In conclusion, more private delivery of publicly funded services is a tremendous opportunity to improve the productivity of our health care system as a whole. Private delivery is both good in itself, and it would be good to the system as a whole. It would mobilize the energies of private investors and managers to modernize our delivery system in pursuit of public interest goals. It would also improve the quality of services, the pace of innovation, and produce efficiency and easy access to services. To make more private delivery possible, we need to put an end to the confusion between delivery and funding and start regarding private delivery as an essential partner in the modernization of our system, instead of just a money-making pursuit.

Would more private delivery  improve health care?

Dr. Nuala Kenny: No

Our system has used private delivery from the beginning, only it has been private not-for-profit delivery. In contemplating more private delivery, the for-profit element requires careful scrutiny, for three main reasons.

1. Not all services turn a profit

Many European countries require that the same fee be paid for a service whether it is provided by a public or private provider. Not all needed health care services are amenable to the requirements of making a profit and there is a danger that increased reliance on for-profit private delivery would promote the development of health services that are profitable at the expense of those that are not and leave us without an appropriate full spectrum health system.

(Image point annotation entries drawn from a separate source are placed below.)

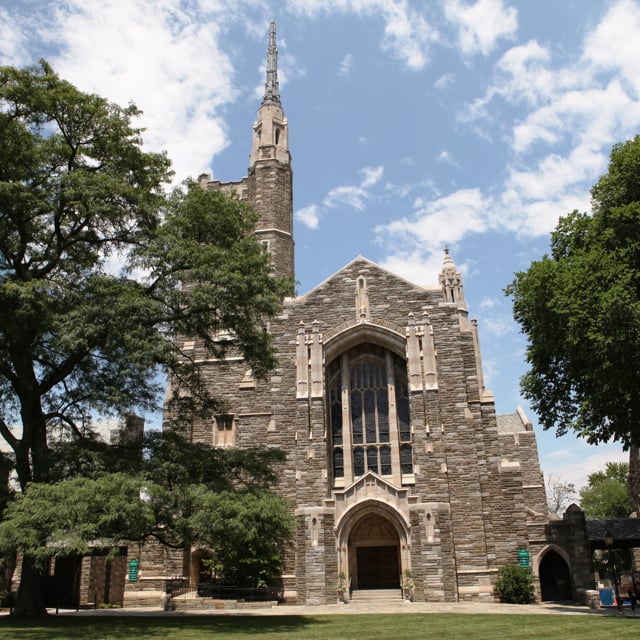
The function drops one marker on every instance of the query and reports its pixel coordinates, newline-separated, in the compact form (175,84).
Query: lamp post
(608,541)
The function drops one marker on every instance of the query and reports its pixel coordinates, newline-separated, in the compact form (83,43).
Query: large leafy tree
(78,195)
(183,493)
(606,494)
(580,310)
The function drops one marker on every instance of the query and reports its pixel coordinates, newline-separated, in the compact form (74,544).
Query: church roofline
(360,258)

2. Public money may buttress profit-making

We have, in Canada, seen public health care institutions contract with private for-profit delivery operations in hopes of shortening wait lists and injecting extra money into the system. That might make sense to clean things up and set a level playing field, but the risk augments when public money is called in to buttress private for-profit health providers. Recent reports published from Australia state that some $3 billion in public funds are being spent every year now to keep private for-profit health care providers going. We need to guard against mechanisms that permit that kind of bail-out.

3. Market mechanisms bring risks

New Brunswick Ambulance is a fantastic example of public money protecting public health care and developing a partnership with a private corporation to create a system that has run very effectively. We should not encourage private delivery out of enthusiasm for the market in and of itself, but rather ask in what way the preservation of our public equity health system could be expressed in market activity.

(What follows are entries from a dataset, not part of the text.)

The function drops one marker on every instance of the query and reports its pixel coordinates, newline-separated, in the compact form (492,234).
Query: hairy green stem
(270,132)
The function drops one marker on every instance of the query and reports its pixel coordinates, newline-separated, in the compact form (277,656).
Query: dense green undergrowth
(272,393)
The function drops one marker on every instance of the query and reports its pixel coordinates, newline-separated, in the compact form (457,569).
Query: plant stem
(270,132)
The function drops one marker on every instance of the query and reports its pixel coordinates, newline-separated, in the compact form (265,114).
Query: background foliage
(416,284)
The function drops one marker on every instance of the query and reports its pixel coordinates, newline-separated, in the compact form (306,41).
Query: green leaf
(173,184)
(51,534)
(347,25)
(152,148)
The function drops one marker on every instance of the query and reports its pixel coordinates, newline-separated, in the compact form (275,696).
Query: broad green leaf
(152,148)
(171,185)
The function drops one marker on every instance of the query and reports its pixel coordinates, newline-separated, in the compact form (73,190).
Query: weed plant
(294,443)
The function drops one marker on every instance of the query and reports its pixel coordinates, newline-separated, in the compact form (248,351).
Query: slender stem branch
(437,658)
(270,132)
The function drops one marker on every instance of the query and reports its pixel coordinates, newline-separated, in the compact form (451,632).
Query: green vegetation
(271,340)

Positive accounting is one area where the private sector could contribute significantly to meeting the goals of an equitable public health system. Our general accountability at all levels is very poor and has to be improved. We should learn from for-profit organizations how to demand accountability from the corporation to the shareholders and start providing that to Canadian citizens, as shareholders in the health system.

Market mechanisms are well-suited to increasing choice and treating patients as consumers. There are some potential benefits to that approach but it is often ill-suited to the sickness/illness encounter. The market is also about competition, which can bring positive changes but also has some negative sides, especially when applied to health care. Competition requires advertising, which involves the creation of need and promotes specialization. The kind of private for-profit technological fixes we have been looking to in Canada will not help us improve health promotion, disease prevention or chronic illness management: i.e. the full health care continuum.

Summation

If we separate funding and delivery in our discussion of the benefits of more private involvement, we have lots to talk about. What we need at this stage in the discussion are clear examples: if we are going to use European examples they cannot be generic and we need to ask what kind of protection they offer the public system, what limitations they impose on practice, and what kind of accountability they demand.